Nous sommes profondément choqués de ce comportement qui constitue une violation manifeste de vous obligations légales comme contractuelles'.
Le 15 avril 2021, estimant son licenciement injustifié, le salarié a saisi le conseil de prud'hommes de Sète qui, par jugement en date du 13 décembre 2021, a condamné la SAS Pro Etal à lui payer les sommes de 3 750€ à titre de dommages et intérêts pour licenciement sans cause réelle et sérieuse et de 1 500€ sur le fondement de l'article 700 du code de procédure civile.
Le 4 janvier 2022, [B] [T] a interjeté appel. Dans ses dernières conclusions notifiées et enregistrées au greffe le 9 janvier 2024, il conclut à l'infirmation, à la nullité de son licenciement, à sa réintégration et à l'octroi de :
- la somme de 33 050,40€, calculée à titre provisoire, à titre de salaires et d'avantages en nature, de la date de fin du préavis jusqu'au prononcé du jugement définitif ;
- la somme de 40 000€ à titre de dommages et intérêts pour licenciement sans cause réelle et sérieuse ;
- la somme de 20 000€ pour le préjudice matériel subi ;
- la somme de 20 000€ pour le préjudice moral ;
- la somme de 4 000€ sur le fondement de l'article 700 du code de procédure civile.
A titre subsidiaire, il demande de lui allouer la somme de 60 000€ à titre de dommages et intérêts pour licenciement sans cause réelle et sérieuse.
Dans ses dernières conclusions notifiées et enregistrées au greffe le 20 décembre 2023, la SAS Pro Etal, relevant appel incident, demande de rejeter les prétentions adverses et de lui allouer la somme de 3 500,00€ sur le fondement de l'article 700 du code de procédure civile.
A titre subsidiaire, elle demande de ramener les demandes indemnitaires au minimum légal.

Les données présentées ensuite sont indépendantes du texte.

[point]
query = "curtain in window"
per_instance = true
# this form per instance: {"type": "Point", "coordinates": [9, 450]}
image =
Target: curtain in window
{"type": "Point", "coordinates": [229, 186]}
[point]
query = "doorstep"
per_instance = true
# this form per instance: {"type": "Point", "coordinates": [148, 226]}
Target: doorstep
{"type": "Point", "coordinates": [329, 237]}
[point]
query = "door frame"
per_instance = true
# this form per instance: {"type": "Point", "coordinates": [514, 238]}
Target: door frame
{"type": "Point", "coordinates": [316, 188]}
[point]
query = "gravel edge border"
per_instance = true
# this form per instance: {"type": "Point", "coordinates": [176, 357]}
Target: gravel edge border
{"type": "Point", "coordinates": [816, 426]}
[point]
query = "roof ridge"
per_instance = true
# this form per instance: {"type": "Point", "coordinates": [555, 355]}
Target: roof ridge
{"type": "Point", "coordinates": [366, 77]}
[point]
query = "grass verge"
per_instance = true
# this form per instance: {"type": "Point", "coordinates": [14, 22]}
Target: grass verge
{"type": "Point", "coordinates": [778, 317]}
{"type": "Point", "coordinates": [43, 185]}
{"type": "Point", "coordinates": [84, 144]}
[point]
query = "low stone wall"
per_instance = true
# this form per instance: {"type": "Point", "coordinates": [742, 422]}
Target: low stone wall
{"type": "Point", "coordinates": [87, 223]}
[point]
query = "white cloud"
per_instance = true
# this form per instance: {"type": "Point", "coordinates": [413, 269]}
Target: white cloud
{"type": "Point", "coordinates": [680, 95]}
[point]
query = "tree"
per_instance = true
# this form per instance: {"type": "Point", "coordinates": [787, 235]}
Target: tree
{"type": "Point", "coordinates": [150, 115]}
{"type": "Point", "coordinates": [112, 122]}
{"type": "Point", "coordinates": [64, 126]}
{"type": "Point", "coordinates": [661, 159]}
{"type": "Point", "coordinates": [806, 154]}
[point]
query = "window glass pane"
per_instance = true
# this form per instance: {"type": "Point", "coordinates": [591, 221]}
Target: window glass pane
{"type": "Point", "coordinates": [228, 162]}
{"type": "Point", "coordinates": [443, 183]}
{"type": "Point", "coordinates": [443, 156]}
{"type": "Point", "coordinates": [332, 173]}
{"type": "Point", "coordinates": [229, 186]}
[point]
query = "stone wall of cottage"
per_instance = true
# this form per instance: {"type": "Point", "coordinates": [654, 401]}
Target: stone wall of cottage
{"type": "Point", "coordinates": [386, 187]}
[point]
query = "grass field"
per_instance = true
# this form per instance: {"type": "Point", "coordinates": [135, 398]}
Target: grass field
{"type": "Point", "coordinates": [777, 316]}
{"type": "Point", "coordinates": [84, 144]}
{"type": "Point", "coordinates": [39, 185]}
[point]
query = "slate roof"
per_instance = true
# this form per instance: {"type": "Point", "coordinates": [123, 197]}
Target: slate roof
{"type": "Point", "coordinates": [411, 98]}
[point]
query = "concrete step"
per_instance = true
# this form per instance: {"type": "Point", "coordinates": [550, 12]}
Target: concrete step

Pour un plus ample exposé des faits, de la procédure, des moyens et des prétentions des parties, il y a lieu de se reporter au jugement du conseil de prud'hommes et aux conclusions déposées.
MOTIFS DE LA DÉCISION
Attendu qu'aucun élément ne démontre que pendant son arrêt de travail, [B] [T] aurait exercé une activité professionnelle au service de son ancien employeur :
Qu'ainsi, il n'a pas manqué à son obligation de loyauté vis-à-vis de la SAS Pro Etal ;
Que si la décision de le licencier s'inscrit dans un contexte de conflit familial intense, elle n'était pas justifiée par la volonté de l'employeur de sanctionner l'exercice par le salarié de son droit d'agir en justice ;
Attendu qu'il en résulte que le licenciement n'est pas nul mais est dépourvu de cause réelle et sérieuse ;
Attendu qu'au regard de l'ancienneté de [B] [T], de son salaire au moment du licenciement et de la circonstance qu'il n'a toujours pas retrouvé d'emploi stable à ce jour, il y a lieu de confirmer le jugement qui a correctement fixé à 3 750€ le montant des dommages et intérêts pour licenciement sans cause réelle et sérieuse ;
Attendu que [B] [T] n'apporte aucun élément propre à justifier de l'existence d'un autre préjudice, matériel ou moral, distinct de celui déjà réparé par les dispositions qui précèdent ;
* * *
Attendu qu'enfin, l'équité ne commande pas de faire application de l'article 700 du code de procédure civile devant la cour d'appel ;
PAR CES MOTIFS
LA COUR,
Confirme le jugement ;
Rejette toute autre demande ;
Condamne la SAS Pro Etal aux dépens.